The woman she took me to was white and quiet as well. She had black hair streaked with gray swept back from a high forehead, and her uniform was gray not black or green like everyone else’s. She sat behind a large desk with her hands clasped in front of her. Her eyes were small and very blue under thin dark brows. She gestured to a chair and I sat down.
She smiled, but to herself rather than to me. Eventually she said, ‘You don’t remember me.’ She seemed pleased rather than offended. ‘I’m Frieda Kelleran.’
A rush of images filled my mind: my mother’s long dark hair and gold earrings, a room cluttered with books and boxes and too much furniture, a gloved hand and a gray coat and a walk up the school driveway.
‘Ah,’ she said. ‘Now you remember. Welcome home, Nikolai.’
Frieda. Friend of my mother. Who’d enrolled me at Tornmoor, and then disappeared from my life entirely. Here she was. Back.
‘Home,’ I said. ‘Is that what this is?’
‘Certainly.’
‘Have I done it then?’
‘Done what?’
‘What you wanted. Led you to my father.’
‘Well—’
‘It was a good plan. I see that now. Stick me in Tornmoor and you have all that leverage to use against him in the Marsh. But he escapes – probably not in your plan. And then you get reports that he’s dead. That’s probably more like your plan. So you forget about me, but you leave me there in case, one day, I might be useful. And now I have been. I’ve led you right to him, and here I am: leverage all over again. Have I got that right? I think you might be disappointed, though, in just how much use I can be. But still – at least you know that he’s alive and over there. I’ve told you that much.’
‘You’re angry. I understand that.’
‘Do you?’
‘But we’re not the ones you should be angry with. Your father abandoned you to Tornmoor, and then when you went over the river in, I must say, an admirable feat of bravery, he used you. You must have worked this out by now. By jamming those triggers they could kill the Hendry boy and in the resulting chaos the Breken hostage could escape.’
‘Why would
they do that? They were getting her back anyway.’
‘I’d have thought that was obvious. A message to us that they mean to pursue this fight to the bitter end. And it will be bitter. The hostage is still here and we are more determined than ever to punish the insurgency and push it to a satisfactory conclusion. They have made a grave tactical error and they will pay for it.’ She peered at me. ‘You’re one of us, Nikolai. I think you know that. You can do good work here. You have grounding in the field. Facility with Breken. Understanding of their ways. And you know just how warlike and unforgiving they are. We want you with us, working for peace. Surely you want peace?’

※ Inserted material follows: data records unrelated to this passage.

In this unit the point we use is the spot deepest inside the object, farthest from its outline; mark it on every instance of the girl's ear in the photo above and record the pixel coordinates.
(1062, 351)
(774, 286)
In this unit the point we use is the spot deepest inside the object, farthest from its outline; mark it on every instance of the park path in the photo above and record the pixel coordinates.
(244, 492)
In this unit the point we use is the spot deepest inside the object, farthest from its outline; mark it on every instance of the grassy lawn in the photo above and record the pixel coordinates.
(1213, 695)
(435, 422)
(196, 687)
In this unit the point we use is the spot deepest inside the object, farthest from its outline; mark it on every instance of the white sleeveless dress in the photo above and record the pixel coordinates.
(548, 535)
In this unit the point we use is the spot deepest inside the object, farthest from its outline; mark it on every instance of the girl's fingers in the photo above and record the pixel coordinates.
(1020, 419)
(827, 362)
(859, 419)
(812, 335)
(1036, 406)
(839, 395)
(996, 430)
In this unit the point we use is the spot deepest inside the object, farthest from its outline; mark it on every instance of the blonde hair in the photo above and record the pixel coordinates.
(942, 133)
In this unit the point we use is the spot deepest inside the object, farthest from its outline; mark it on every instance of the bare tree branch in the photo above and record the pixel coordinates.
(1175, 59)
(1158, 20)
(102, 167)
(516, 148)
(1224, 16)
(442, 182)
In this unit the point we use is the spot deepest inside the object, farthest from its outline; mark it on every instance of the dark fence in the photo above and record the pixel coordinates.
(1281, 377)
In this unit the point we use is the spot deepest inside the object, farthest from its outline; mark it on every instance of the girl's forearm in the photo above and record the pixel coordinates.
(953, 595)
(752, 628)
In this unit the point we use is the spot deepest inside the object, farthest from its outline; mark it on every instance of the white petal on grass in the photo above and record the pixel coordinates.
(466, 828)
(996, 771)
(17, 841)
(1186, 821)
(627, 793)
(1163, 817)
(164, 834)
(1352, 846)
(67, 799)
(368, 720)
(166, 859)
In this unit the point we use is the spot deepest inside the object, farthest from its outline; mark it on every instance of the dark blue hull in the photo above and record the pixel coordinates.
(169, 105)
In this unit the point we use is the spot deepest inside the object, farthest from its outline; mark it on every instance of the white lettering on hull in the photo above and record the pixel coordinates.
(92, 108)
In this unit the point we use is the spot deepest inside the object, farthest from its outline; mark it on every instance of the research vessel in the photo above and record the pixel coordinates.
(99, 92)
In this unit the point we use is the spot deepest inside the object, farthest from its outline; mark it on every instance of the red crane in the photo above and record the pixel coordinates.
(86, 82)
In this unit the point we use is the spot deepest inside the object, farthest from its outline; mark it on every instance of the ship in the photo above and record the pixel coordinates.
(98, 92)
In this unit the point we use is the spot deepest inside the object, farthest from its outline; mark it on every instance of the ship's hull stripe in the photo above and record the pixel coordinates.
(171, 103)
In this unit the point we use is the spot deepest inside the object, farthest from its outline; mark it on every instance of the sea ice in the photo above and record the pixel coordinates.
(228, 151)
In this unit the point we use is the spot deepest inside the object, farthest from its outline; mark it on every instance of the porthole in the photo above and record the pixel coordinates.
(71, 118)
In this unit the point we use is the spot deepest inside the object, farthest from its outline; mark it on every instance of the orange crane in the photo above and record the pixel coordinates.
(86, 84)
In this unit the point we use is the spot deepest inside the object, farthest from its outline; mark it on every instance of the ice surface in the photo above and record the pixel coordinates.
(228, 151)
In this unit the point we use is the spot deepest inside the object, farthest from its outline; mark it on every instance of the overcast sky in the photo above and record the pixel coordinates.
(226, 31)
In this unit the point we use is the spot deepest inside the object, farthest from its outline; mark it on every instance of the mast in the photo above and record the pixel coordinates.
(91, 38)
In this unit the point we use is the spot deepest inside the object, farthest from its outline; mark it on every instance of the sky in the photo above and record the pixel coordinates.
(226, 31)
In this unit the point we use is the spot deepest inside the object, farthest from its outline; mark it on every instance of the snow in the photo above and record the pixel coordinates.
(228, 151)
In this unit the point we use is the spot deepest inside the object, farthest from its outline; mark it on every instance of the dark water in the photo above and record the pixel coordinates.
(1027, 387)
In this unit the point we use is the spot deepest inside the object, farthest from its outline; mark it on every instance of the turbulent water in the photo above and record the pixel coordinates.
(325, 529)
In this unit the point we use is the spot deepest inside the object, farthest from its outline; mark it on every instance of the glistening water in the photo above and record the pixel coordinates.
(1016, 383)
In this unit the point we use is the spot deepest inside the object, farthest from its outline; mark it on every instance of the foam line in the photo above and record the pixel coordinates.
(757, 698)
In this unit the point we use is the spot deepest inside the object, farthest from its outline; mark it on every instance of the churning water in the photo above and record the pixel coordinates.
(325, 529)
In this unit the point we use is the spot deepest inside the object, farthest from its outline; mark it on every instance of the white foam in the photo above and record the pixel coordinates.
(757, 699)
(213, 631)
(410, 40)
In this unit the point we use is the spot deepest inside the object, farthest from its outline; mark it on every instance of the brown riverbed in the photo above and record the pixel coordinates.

‘They’d negotiate, you know,’ I said. ‘Some of them. If you came to the table, with terms, they’d talk.’
‘There will be no negotiation with the hostiles as long as they take up arms. It’s out of the question.’
She pressed a button on her desk and said, ‘Proceed,’ to someone; I couldn’t see who. The wall lit up with faces: Levkova, Vega, and a host of others. The images were fuzzy, like they’d been taken from a long way off and magnified multiple times.
She said, ‘You’ve given us a commentary on life over the river. I know you didn’t agree to do that, and I’m sorry you didn’t have a chance to consent, but time was of the essence. We couldn’t wait for you to recover.’ The parade of faces and figures streamed across the wall. ‘We know some of these people. We don’t know them all. We’re asking you to identify as many as you can, so that we can match them with your commentary. We want to know who’s with CFM, who’s Remnant, rank, popular status, you know the kind of thing. We want peace, Nikolai. You can help us achieve that.’
I watched them go by, my mouth dry and my heart beating hard and when the wall went blank I stood up. She said, ‘You need time to think. I understand that. You have twenty-four hours.’ She punched a button and spoke to the air again. ‘An escort please.’
She smiled up at me. ‘You haven’t asked me about your mother. Surely you have some questions. I was a good friend of hers, you know.’